Тем не менее они оставались «контингентом», низшей кастой. В самой этой касте тоже были различные категории. Они определялись прежде всего тюремным, лагерным формуляром. Успехи в производственной деятельности лишь иногда и частично сказывались на положении человека в иерархии. Моя принадлежность к низшей касте на протяжении полутора десятков лет определялась ответом на вопрос, который задавался на всех вахтах и во всех комендатурах: «Статья? Срок?» — «Пятьдесят восьмая, десять лет».
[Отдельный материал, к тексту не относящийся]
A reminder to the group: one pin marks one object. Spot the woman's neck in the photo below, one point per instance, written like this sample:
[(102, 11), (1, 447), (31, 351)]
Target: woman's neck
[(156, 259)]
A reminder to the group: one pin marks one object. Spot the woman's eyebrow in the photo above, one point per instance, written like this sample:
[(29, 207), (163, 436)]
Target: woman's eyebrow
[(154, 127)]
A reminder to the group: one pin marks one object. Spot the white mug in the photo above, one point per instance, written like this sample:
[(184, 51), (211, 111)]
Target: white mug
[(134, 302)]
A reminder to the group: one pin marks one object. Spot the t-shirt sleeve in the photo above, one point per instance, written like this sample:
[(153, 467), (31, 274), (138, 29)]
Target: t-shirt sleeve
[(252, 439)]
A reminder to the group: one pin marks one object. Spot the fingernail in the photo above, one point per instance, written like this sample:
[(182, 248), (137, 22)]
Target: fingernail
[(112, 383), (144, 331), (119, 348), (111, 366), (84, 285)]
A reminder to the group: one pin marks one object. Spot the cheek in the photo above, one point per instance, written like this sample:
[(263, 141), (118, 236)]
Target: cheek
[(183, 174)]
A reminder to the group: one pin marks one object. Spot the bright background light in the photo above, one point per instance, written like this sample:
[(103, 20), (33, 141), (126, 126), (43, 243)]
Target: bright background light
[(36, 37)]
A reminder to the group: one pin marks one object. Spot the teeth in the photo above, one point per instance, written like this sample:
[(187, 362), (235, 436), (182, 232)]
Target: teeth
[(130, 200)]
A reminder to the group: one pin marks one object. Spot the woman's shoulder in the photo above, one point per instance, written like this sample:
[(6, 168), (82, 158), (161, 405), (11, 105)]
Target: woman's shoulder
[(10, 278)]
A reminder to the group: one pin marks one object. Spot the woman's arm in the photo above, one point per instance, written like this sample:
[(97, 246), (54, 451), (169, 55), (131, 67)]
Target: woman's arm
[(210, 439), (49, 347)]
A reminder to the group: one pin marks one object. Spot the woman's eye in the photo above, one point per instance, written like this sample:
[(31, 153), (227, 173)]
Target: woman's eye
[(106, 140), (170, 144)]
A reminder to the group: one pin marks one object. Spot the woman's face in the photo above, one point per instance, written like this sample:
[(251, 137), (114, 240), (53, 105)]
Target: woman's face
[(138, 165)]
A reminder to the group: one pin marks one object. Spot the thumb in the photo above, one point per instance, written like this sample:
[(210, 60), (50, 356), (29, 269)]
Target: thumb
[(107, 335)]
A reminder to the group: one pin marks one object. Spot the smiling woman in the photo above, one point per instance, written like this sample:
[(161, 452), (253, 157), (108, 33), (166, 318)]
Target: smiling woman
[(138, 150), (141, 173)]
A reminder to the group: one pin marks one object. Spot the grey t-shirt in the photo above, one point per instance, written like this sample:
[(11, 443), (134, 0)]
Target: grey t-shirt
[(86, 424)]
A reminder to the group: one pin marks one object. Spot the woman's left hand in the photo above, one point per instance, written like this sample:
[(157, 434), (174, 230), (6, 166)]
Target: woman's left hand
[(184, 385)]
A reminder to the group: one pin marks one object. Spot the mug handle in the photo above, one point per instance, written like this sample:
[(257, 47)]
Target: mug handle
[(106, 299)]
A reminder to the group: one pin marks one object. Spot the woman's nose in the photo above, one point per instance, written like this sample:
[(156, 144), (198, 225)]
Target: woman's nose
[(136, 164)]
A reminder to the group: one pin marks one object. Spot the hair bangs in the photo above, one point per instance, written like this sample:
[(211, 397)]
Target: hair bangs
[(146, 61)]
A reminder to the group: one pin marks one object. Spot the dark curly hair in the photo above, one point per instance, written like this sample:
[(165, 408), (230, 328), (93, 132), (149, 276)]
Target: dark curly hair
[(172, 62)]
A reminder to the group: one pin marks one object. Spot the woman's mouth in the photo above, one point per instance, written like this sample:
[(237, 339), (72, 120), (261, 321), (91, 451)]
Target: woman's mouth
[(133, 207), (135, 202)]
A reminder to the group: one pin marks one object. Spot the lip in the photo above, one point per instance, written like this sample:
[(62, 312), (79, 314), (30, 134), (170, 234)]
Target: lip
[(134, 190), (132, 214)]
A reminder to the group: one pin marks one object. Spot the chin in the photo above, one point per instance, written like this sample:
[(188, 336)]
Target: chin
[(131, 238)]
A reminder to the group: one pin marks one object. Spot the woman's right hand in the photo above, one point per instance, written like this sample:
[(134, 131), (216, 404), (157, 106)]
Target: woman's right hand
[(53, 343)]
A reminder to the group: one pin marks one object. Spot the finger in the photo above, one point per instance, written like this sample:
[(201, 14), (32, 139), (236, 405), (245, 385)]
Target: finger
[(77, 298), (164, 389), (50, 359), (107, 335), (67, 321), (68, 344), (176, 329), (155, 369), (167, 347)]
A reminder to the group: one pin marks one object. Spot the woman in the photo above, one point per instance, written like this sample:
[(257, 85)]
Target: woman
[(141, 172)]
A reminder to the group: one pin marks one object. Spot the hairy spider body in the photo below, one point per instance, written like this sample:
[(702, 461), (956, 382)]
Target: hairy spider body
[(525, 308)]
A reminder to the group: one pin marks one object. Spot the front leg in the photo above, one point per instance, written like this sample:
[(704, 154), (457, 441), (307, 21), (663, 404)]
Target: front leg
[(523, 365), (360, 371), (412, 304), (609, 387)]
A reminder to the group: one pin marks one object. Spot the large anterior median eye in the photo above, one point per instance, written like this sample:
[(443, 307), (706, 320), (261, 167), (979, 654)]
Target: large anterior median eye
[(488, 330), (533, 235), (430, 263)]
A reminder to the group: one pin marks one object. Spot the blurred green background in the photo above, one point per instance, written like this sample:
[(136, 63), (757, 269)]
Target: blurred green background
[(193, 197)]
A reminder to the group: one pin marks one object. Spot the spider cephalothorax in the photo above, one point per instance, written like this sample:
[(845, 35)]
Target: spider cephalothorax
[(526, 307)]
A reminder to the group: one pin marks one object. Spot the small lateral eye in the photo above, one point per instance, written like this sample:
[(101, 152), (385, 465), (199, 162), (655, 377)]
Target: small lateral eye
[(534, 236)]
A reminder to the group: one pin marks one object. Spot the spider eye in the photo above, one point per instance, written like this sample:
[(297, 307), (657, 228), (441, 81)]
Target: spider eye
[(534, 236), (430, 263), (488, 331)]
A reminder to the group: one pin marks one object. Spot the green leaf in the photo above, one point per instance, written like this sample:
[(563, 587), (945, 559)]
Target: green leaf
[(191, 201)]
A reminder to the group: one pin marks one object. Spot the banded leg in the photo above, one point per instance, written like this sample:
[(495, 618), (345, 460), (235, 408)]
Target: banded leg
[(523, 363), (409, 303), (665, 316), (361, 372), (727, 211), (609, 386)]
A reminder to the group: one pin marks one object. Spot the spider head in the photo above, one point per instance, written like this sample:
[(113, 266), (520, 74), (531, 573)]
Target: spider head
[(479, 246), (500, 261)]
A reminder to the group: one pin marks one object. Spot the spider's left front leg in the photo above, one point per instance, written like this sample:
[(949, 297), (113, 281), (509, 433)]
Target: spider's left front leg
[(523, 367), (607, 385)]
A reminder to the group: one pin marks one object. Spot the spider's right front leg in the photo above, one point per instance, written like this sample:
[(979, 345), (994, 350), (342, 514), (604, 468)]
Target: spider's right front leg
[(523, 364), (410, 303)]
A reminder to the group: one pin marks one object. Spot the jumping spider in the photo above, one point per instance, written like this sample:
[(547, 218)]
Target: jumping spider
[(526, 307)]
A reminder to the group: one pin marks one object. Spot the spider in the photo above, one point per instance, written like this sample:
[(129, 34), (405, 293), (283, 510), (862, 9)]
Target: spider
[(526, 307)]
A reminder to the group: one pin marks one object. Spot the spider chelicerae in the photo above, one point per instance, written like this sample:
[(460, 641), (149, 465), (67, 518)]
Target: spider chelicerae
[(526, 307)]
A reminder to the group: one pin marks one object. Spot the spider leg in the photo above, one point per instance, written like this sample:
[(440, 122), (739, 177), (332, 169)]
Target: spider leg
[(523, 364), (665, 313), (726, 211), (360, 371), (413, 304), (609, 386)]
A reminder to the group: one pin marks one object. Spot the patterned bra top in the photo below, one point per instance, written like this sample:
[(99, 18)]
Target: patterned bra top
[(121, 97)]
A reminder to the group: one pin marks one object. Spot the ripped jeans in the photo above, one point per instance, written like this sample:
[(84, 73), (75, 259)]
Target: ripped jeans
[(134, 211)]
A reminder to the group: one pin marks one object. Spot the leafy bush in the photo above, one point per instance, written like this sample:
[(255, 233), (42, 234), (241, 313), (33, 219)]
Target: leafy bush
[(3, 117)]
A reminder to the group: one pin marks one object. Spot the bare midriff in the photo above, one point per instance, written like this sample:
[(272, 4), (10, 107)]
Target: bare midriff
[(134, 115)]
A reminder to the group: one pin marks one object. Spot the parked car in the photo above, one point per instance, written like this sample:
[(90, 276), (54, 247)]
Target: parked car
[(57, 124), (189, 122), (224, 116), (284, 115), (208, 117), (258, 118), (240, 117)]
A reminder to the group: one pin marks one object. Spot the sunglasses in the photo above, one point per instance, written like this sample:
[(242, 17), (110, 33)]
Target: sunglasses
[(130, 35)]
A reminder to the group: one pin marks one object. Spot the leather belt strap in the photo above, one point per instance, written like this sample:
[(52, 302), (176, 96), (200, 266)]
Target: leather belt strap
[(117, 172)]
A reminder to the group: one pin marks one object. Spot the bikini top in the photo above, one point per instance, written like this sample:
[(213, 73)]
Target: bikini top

Только один раз к концу моего лагерного срока, в 1948 году, начальник лагпункта («Селянка», Усольлаг) капитан Кончев обратил внимание на то, что в приговоре по моему делу нет ни одной прямой статьи, что я осужден лишь за «соучастие». Капитан поручил мне (несмотря на мой категорический отказ) заведовывание столовой в лагерном совхозе. Но вскоре «оперчекистский отдел» отменил распоряжение начальника лагпункта. Так случалось не раз за годы моего пребывания в лагерях. Если мне поручали работу, требовавшую некоторой квалификации или на которой начальству в виде исключения нужен был честный человек, то очень скоро давалась команда перевести меня обратно на общие работы. Я был на плохом счету у высшей лагерной администрации, в особенности у «специалистов по бдительности».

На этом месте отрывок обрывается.